Pirinçle Başlayan, Sonunu ise Anlayan
Bir pirinç tanesine resim yapmamız isteniyor, öyle bir resim yapmalıyız ki, minik pirinç’e.. denizden sahile vuran dalgaların sahile doğru dizilişini canlı olarak hissetmeleri gerekiyormuş. Dalga üzerinde uçuşan köpükçükleri de görmeleri şartmış.
Kimin mi? Bakacağız……. Sonunda bir kişi görürse ne mutlu bize.
Eeee demeye hazırsınız SİZ;
Ve o pirinç tanesine sal ve içinde iki kişi resmetmem isteniyor benden, sizden Mİ? ( dokunmayan yılan kaç yıl yaşıyorsa o ben) Benden istenen de piknik sepeti bile salda görülmeliymiş minik pirinç tanesinde. Sizi bilmem, ben bana görev verdiler yapmaya çalışıyorum, yapabilsem sizden yardım istemezdim..
Oda yetmezmiş gibi elimdeki beyaz kırılgan, nerden bu işe başladım dediğim pirincin sağ köşesine, palmiye ağaçları sol köşesine ev… Hem de iki katlı ev çizip, sandaldakileri izleyen asık suratlı kıskanç görünüşlü yüz ifadesi vermem istenen uzun siyah saçlı olduğu belli olacak şaşı kişiyi tam evin üst katındaki sağ camın perdesini açarken resmetmemmiş.

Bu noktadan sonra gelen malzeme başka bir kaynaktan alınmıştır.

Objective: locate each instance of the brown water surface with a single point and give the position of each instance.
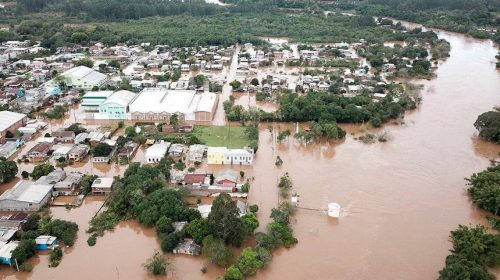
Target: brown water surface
(400, 199)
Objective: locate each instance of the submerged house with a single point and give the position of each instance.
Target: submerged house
(45, 242)
(6, 252)
(187, 247)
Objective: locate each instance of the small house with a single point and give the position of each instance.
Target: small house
(126, 153)
(187, 247)
(6, 252)
(102, 185)
(63, 136)
(45, 242)
(194, 179)
(69, 184)
(176, 150)
(157, 151)
(62, 152)
(227, 177)
(78, 152)
(39, 152)
(196, 153)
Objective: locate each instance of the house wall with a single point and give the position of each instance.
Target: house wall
(101, 190)
(215, 158)
(14, 205)
(114, 111)
(12, 128)
(238, 159)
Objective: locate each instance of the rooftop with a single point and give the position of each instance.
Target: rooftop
(8, 118)
(103, 182)
(26, 191)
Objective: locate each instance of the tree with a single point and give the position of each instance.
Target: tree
(55, 256)
(42, 170)
(245, 187)
(216, 251)
(282, 234)
(114, 63)
(8, 170)
(64, 230)
(473, 250)
(488, 125)
(235, 84)
(31, 222)
(130, 132)
(76, 128)
(198, 229)
(233, 273)
(85, 62)
(24, 250)
(174, 121)
(164, 225)
(251, 223)
(9, 134)
(264, 255)
(254, 208)
(157, 264)
(169, 242)
(484, 188)
(102, 150)
(224, 221)
(282, 135)
(199, 80)
(248, 262)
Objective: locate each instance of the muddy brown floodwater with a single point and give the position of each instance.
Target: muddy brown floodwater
(400, 199)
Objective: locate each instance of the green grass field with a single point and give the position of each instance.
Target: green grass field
(222, 136)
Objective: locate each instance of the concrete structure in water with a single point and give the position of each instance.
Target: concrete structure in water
(102, 185)
(158, 104)
(10, 121)
(223, 155)
(25, 196)
(116, 106)
(157, 151)
(333, 210)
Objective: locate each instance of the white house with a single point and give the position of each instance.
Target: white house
(223, 155)
(157, 151)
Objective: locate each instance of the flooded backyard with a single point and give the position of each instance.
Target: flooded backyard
(400, 199)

Ya; beh behhh diyen kim.. sus be güzel dost bitmedi ki yazı, bitti sansan da sen takip et bitmez bu yazı da senaryo da, hani aynı filmi çocukluğundan beri izliyor da, tekrar vizyona girdiğinde koşa koşa gidiyorsun ya, hani her gün seni aynı masalla kandırıyorlar sana umut dağıtıyorlar, sen de pembe yastıkta uyuyorsun, pireciklerinin sayısını unutuyorsun, uyandığında ise yüzünü kaşıyorsun. Töbeee töbe yazalım biz yine… Esmer mi sarışın mı kırmızı rujlu dudağını değdirdi diye yüzünü yıkamaktan çekiniyorsun ya, onun gibi masal bu da.
Senin izlemekten bıkmadığın masal, benim elimdeki minik pirinç tanesine çizmeye çalıştığım resim. Benden daha neler isteniyor bilsen; klavyelere dokunmaya çekinirdin. Hani çizdiğim muhteşem manzara var ya altına da bir dörtlük sığdırmam gerekiyor.

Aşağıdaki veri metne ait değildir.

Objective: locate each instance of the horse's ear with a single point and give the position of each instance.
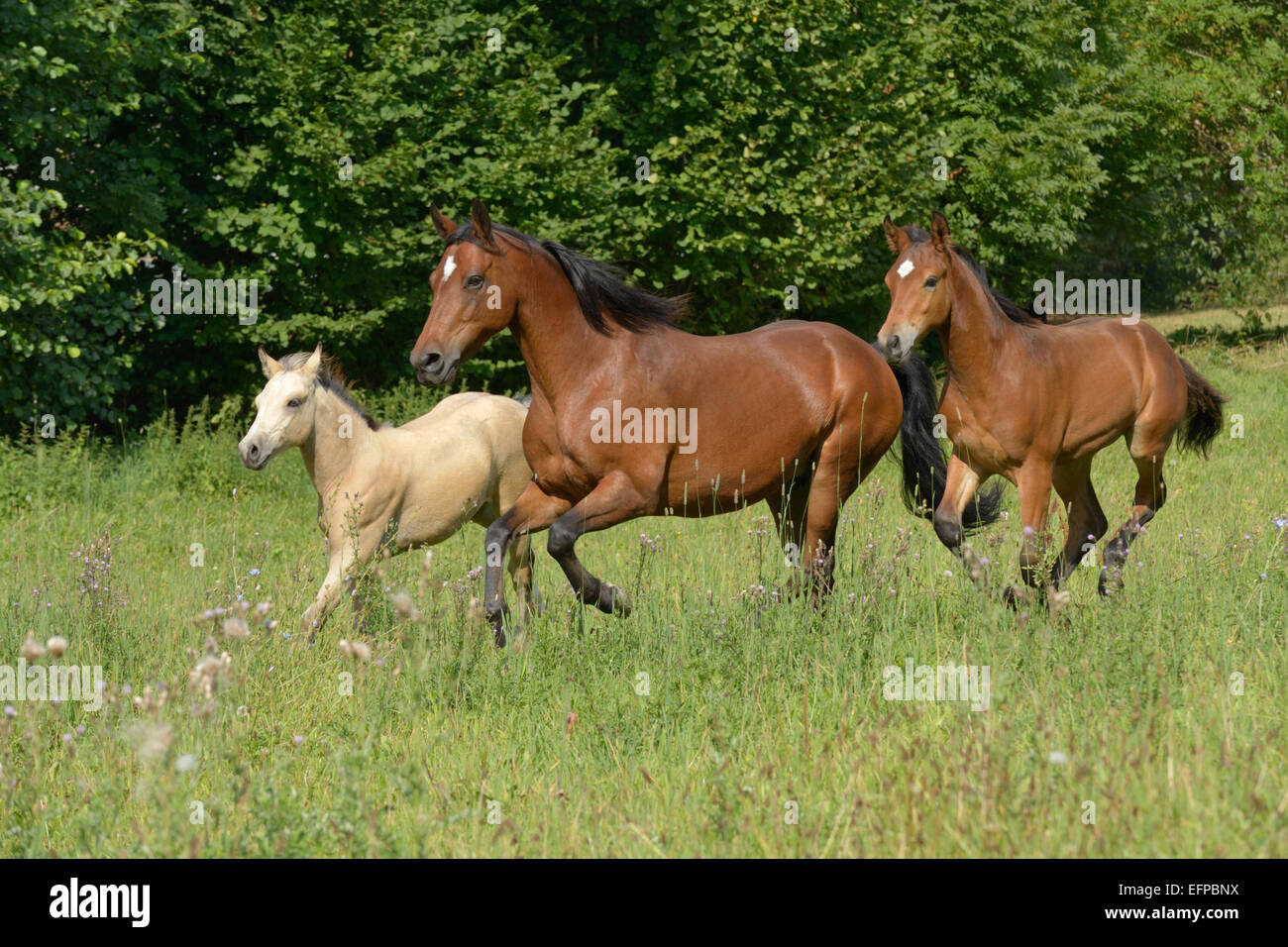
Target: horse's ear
(268, 364)
(897, 239)
(482, 222)
(939, 237)
(442, 224)
(310, 368)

Açılmaz kapıları açmanız mı gerek?
Dünyada insanca yaşamanız mı gerek?
Bırakın öyleyse iki dünyayı birden.
Ey ölü canlılar, canlar uyanık gerek.
Dörtlük Ömer Hayyam’ın, bilirsin sen onu. Hani düşmanı vardı Hasan Sabbah, birçok hikâye vardır haklarında en güzeli de şu
Hikâye: Ömer yola çıkacaktır, derler ki, sen bu yoldan gitme, Hasan Sabbah seni bekliyor, seni öldürecek, sen var yolunu değiştir, yok illa bu yoldan gitmem gerekiyor diyorsan da adını değiştir.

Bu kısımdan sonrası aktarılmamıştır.